Der Ansatz für das Programm kommt aus Schweden. Die Schweden haben in ihren Sommerhäusern Sanitäranlagen eingebaut, mit denen sie die Überreste wiederverwerten können. Die GTZ hat daraus ein Konzept entwickelt, das vielseitig einsetzbar ist. Zum Beispiel die GTZ-Partnerländer China, Indien, Nepal und Mexiko, aber auch Südafrika, Uganda, Ruanda und andere nutzten die Vorgaben der Gesellschaft, erläutert Münch. Die Philippinen etwa hätten ecosan sogar in ihre "National Policy" aufgenommen, in denen sie die Richtlinien für eine gute Sanitärversorgung festgelegt hätten.

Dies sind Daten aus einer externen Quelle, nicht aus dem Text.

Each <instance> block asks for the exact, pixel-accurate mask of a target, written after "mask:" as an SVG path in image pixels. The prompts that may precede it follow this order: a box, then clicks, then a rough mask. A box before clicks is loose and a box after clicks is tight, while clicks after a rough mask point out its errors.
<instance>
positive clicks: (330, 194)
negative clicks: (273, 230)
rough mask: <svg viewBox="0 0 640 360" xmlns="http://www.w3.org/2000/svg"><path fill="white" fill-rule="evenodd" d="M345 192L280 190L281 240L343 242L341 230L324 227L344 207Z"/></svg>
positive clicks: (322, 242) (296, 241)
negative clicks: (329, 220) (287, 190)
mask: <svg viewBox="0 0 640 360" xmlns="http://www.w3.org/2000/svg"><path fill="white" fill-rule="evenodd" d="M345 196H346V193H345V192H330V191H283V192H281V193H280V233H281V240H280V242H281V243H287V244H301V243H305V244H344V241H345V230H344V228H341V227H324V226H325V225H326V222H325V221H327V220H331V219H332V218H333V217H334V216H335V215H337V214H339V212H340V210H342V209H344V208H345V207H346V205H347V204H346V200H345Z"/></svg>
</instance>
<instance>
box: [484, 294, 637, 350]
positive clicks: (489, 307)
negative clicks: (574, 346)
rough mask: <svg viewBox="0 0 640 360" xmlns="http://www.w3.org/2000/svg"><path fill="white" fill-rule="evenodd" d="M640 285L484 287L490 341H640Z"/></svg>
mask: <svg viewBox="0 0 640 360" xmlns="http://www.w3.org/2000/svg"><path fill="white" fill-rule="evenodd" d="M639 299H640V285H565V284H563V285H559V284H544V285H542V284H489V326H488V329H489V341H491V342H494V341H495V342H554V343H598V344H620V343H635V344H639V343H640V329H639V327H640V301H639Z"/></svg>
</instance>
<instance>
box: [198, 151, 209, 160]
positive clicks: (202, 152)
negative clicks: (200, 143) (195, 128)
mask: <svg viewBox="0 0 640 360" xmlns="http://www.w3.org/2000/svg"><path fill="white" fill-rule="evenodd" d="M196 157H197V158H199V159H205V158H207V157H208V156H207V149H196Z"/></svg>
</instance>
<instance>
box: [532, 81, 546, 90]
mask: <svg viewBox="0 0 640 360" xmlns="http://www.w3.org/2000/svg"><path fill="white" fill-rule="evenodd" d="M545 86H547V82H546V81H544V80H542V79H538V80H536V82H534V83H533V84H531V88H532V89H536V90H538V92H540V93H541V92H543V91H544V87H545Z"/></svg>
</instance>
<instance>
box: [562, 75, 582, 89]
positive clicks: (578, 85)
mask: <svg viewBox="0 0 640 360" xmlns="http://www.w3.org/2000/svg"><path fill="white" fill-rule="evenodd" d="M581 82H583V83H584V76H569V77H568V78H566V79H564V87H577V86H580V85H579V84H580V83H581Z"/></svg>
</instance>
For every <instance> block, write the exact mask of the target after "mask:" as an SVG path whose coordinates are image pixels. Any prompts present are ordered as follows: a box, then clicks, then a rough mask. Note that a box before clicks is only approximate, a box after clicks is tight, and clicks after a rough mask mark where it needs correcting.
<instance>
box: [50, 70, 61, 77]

Insbesondere in ländlichen Gebieten, wo reichlich Platz ist, funktioniert das ecosan-Prinzip. Dort können zum Beispiel viele flache Latrinengruben nach der Füllung mit Baumsetzlingen bepflanzt werden. In Simbabwe wachsen so bereits gut gedüngte Bananen und Papayas. In anderen afrikanischen Projekten wird durch spezielle ecosan-Toiletten der Urin separat gesammelt. Später wird er auf zu trockene Felder geleitet, und wertvolles Trinkwasser ist gespart. Aber auch in Japan gebe es zum Beispiel in Großstädten Hochhäuser mit einer Mini-Kläranlage für die Spültoiletten, berichtet Münch. Die Kosten seien je nach Umsetzung des Konzeptes unterschiedlich, "aber billiger als Spültoiletten und Kanalisationssysteme ist es auf jeden Fall". Wichtig ist Münch die Installation des Systems: "Die Menschen bauen das selber, dadurch hält es auch länger, als wenn wir ihnen etwas vorschreiben würden."
Die Autorin ist Volontärin bei "Das Parlament".